Quanto à Gal Costa, aparece aqui por causa de uma canção fabulosa, intitulada "Não identificado", que conheci através do filme "Bacurau" (surpreendente a todos os níveis). A letra identifica o "eu", solitário e enamorado, como um objeto não identificado a ser lançado no "espaço sideral".



No poema de Zé Silveira, as ideias do poeta português e da cantora brasileira estão bem presentes, mas são combinadas de outra forma, com uma estrutura que se constrói a partir de três recursos expressivos fundamentais: a alegoria, o oxímoro e o jogo de palavras.

Se tivéssemos de definir de uma forma o mais simples possível, a alegoria seria um conjunto de metáforas ligadas entre si. É uma figura de estilo que encontramos nos mais diversos campos — pensemos, por exemplo, nos carros ditos "alegóricos", presentes nos desfiles carnavalescos, mas também no campo religioso (os sermões de António Vieira e, antes dele, as parábolas de um tal de Jesus Cristo, são paradigmas absolutos no uso da alegoria).

Em "Amor Alienígena", há um campo lexical que remete para o imaginário da ficção científica, a começar pelo adjetivo do título e, depois, por palavras como "abduzido", "fractal", "invadiu"… Todas elas nos transportam para os testemunhos dos contactos imediatos de quinto grau, ou seja, quando os seres humanos — voluntariamente ou não — se aproximam diretamente dos extraterrestres. O alienígena será, então, o amor, um lugar estranho e desconhecido que subjuga o sujeito poético. Ele passa a uma simples "presa" e perde o autodomínio de tal forma que deixa de ser quem ele conhece e até mais: deixa de saber se ainda possui existência — repare-se no detalhe da vírgula no verso "ou não sei se ainda sou, eu".
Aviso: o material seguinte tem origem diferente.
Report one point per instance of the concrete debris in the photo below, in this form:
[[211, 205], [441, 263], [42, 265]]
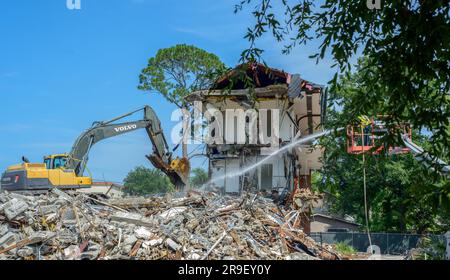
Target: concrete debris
[[66, 225]]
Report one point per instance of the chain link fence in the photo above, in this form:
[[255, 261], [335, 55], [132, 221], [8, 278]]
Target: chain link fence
[[389, 243]]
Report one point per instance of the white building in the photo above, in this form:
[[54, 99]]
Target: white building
[[295, 104]]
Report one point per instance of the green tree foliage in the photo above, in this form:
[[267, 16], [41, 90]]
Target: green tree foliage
[[176, 71], [403, 194], [143, 181], [406, 42], [199, 177]]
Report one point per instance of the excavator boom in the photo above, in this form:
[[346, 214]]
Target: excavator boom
[[66, 170]]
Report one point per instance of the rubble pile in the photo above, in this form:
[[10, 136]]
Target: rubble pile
[[70, 225]]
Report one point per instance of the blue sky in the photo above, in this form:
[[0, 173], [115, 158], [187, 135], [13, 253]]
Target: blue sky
[[62, 69]]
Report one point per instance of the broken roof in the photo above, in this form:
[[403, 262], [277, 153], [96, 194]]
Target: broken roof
[[266, 81]]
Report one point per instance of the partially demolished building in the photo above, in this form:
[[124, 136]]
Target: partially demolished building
[[287, 108]]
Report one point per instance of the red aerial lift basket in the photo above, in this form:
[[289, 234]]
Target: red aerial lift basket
[[366, 140]]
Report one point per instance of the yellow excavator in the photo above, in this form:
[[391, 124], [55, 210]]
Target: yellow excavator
[[66, 171]]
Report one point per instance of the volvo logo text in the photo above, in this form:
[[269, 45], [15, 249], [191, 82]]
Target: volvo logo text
[[125, 128]]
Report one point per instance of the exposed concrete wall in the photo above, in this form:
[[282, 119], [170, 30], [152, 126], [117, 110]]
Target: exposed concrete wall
[[322, 224]]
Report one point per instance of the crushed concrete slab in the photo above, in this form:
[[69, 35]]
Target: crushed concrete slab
[[71, 225]]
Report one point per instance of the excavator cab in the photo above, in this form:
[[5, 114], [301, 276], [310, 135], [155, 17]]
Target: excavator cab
[[57, 161]]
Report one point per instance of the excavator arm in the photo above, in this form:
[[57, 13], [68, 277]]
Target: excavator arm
[[177, 170]]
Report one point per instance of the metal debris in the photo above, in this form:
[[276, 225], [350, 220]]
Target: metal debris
[[68, 225]]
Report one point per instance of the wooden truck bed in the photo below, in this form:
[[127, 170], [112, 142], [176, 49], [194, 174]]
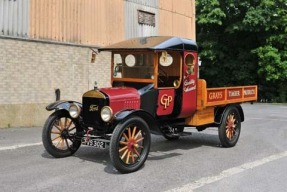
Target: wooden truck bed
[[209, 98]]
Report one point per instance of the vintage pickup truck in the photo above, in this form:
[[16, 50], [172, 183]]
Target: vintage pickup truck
[[154, 89]]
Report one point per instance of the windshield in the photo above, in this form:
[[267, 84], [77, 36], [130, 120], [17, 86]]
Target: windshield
[[133, 65]]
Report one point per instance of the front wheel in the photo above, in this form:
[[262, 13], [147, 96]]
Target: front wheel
[[130, 145], [230, 127], [59, 134]]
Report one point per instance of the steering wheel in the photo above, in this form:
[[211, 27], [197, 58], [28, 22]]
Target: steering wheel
[[162, 75]]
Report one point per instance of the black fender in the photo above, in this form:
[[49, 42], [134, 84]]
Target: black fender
[[219, 111], [62, 104], [147, 117]]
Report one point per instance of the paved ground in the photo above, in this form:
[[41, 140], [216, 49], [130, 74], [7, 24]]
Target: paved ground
[[194, 163]]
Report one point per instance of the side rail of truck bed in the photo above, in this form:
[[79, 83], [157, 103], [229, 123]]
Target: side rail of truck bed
[[224, 95], [209, 98]]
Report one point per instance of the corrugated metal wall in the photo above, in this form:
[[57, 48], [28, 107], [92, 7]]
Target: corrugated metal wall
[[177, 18], [132, 27], [14, 17], [97, 22]]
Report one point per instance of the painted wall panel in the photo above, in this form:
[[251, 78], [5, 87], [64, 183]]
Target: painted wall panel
[[90, 22], [14, 17], [177, 18]]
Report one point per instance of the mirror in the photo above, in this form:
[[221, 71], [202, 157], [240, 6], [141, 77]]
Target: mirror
[[130, 60], [165, 59]]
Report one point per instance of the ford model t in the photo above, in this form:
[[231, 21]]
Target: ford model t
[[154, 89]]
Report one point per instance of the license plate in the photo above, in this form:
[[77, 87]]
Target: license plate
[[96, 143]]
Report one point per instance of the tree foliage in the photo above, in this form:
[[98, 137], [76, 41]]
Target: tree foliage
[[244, 42]]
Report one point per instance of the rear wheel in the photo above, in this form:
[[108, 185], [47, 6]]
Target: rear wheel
[[230, 127], [59, 134], [130, 145]]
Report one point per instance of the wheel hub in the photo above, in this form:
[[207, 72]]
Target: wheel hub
[[132, 144], [65, 134]]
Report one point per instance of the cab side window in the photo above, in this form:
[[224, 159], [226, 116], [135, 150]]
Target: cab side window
[[169, 69]]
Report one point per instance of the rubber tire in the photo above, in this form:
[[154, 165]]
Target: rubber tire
[[114, 145], [225, 142], [46, 135]]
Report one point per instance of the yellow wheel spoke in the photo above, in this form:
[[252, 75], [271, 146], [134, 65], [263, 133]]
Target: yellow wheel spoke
[[129, 132], [60, 141], [123, 143], [137, 135], [56, 138], [66, 121], [62, 144], [126, 137], [57, 126], [71, 129], [136, 152], [128, 158], [123, 149], [139, 140], [61, 124], [133, 158], [55, 132], [124, 154], [69, 124], [134, 132]]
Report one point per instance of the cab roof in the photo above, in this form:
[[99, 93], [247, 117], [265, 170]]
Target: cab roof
[[154, 43]]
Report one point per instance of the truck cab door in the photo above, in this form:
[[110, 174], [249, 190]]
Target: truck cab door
[[189, 80]]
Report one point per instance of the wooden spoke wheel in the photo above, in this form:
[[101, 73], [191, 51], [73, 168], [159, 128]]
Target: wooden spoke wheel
[[130, 144], [229, 129], [59, 135]]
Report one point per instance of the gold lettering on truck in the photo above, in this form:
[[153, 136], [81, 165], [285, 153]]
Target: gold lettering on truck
[[165, 100], [94, 108]]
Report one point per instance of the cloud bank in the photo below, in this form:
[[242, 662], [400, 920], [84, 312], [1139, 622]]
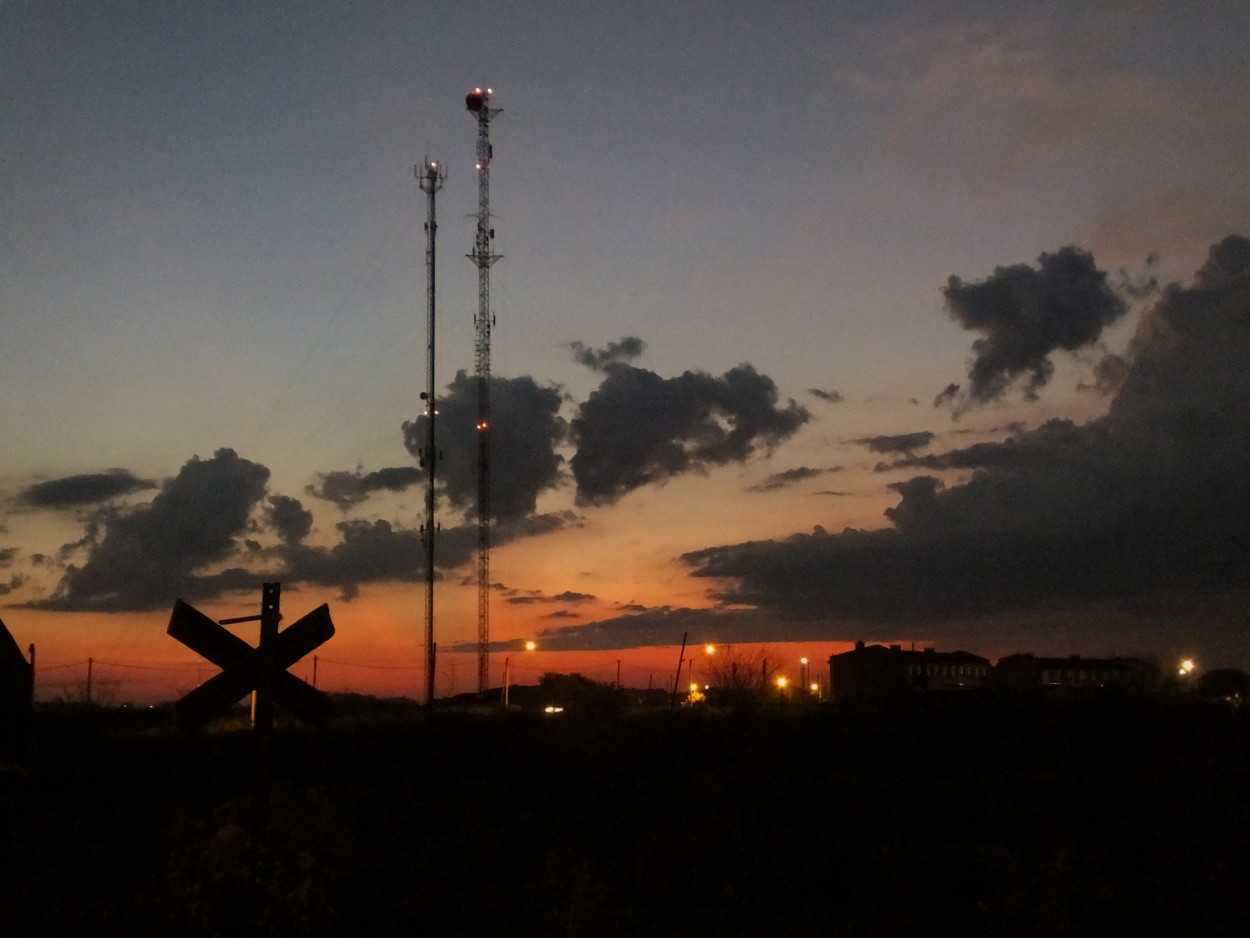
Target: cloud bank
[[1025, 314], [1150, 497], [639, 428]]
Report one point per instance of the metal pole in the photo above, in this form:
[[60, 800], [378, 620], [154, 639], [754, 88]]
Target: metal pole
[[478, 101], [270, 615], [676, 680], [430, 176]]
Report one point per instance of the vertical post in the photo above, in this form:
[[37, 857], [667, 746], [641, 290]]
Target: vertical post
[[430, 176], [676, 680], [263, 700], [269, 618], [478, 101]]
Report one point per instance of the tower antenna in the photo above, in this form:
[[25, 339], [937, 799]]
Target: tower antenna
[[430, 175], [478, 101]]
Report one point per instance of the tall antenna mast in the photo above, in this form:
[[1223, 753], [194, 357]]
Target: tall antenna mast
[[430, 175], [478, 101]]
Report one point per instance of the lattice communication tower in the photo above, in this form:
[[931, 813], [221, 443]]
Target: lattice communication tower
[[478, 101]]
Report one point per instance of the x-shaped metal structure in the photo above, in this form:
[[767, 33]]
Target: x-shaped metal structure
[[244, 668]]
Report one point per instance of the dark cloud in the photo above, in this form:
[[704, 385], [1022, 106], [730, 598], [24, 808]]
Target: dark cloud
[[1025, 314], [786, 478], [829, 397], [289, 518], [368, 552], [898, 443], [150, 555], [638, 428], [1109, 374], [599, 359], [349, 489], [1149, 499], [86, 489], [665, 625], [948, 395], [525, 430], [536, 597]]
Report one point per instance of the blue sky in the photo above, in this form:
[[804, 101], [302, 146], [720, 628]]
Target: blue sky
[[213, 240]]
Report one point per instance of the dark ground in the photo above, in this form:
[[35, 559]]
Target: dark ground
[[970, 816]]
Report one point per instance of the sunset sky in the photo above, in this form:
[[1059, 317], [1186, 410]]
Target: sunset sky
[[816, 322]]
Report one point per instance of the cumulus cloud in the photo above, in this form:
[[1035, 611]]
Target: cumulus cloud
[[366, 552], [1025, 314], [638, 428], [786, 478], [599, 359], [349, 489], [898, 443], [289, 518], [525, 430], [536, 597], [153, 554], [1148, 498], [665, 625], [85, 489], [829, 397]]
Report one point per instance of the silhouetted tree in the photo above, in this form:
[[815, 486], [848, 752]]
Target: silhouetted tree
[[743, 672], [1229, 684]]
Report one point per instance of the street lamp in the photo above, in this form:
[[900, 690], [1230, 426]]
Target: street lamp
[[530, 644]]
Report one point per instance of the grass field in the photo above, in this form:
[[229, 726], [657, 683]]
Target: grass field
[[969, 816]]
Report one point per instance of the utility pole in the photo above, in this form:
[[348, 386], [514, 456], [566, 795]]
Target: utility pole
[[478, 103], [430, 175]]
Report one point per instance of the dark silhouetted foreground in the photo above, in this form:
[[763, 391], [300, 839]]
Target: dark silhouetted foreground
[[974, 814]]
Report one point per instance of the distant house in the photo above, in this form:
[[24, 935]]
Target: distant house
[[883, 672], [1073, 674], [16, 682]]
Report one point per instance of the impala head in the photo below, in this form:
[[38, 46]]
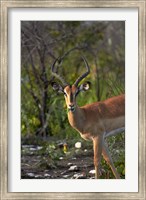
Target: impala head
[[70, 91]]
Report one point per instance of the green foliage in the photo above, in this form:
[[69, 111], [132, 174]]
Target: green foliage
[[43, 112]]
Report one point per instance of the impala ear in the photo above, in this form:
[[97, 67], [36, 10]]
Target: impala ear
[[57, 87], [85, 86]]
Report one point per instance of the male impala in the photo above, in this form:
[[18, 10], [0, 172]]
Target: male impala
[[94, 121]]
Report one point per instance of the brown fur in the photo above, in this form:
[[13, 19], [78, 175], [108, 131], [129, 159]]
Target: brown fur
[[94, 121]]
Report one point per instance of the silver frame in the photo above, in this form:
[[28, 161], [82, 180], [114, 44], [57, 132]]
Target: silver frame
[[5, 4]]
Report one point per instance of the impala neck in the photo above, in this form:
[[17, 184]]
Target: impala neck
[[76, 118]]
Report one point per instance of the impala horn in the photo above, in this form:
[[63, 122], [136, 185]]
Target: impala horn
[[83, 75]]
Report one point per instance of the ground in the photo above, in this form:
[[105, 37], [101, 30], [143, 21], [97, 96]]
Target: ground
[[59, 160]]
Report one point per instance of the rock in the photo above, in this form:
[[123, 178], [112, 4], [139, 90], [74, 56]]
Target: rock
[[78, 145], [30, 174], [69, 164], [92, 171], [66, 176], [38, 176], [47, 175], [79, 176], [73, 168]]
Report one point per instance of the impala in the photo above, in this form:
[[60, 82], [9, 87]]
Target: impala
[[93, 121]]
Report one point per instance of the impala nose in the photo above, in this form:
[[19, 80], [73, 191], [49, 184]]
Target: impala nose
[[72, 107]]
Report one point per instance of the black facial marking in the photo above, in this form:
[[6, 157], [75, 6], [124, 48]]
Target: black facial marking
[[71, 97]]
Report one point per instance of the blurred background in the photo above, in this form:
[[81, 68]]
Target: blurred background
[[43, 112]]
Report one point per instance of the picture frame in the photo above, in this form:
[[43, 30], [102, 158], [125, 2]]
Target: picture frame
[[5, 5]]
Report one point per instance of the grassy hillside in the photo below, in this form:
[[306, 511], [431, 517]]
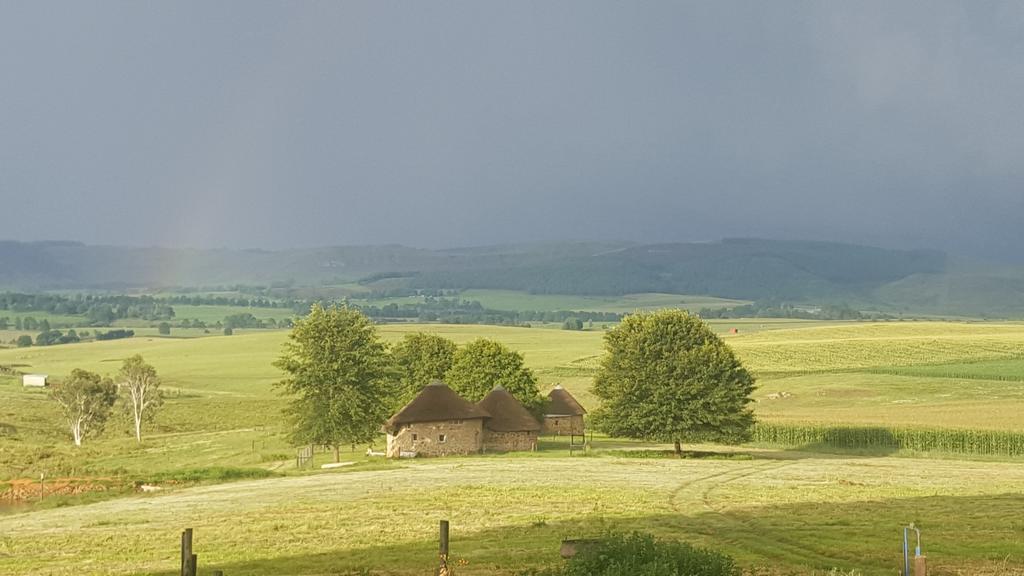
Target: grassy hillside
[[793, 510], [808, 273], [221, 397], [784, 511]]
É como se fosse contaminado por um vírus que não mais o abandonará, que o faz sofrer de uma forma nova, contraditória, como se pode observar nos oxímoros "sons inaudíveis" e "sensações […] insensíveis". Há uma espiritualização do amor, que converte o "eu" em "éter", essa terceira componente para além do corpo e da alma que, nas palavras de Saramago no "Memorial do Convento", é "a vontade dos homens que segura as estrelas, é a vontade dos homens que Deus respira". Nessa obra, a forma do éter é a de uma "nuvem fechada", que tem correspondência (por coincidência ou não) com o verso "nuvens, névoas, pó", tradução perfeita da sublimidade efémera do ser humano.

Essa efemeridade que procura a perenidade está bem presente no jogo de palavras do verso "meu corpo é éter, eternamente teu". Como este, existem outros jogos de palavras igualmente expressivos, como "me lesas e tu ilesa" ou "invadiu-me, dominou-me, e evadiu-se". Agrada-me especialmente a associação "fractal, fatal", em que a fragmentação que o "eu" experimenta se relaciona com o Destino e, eventualmente, com a morte do que era antes da paixão o arrebatar.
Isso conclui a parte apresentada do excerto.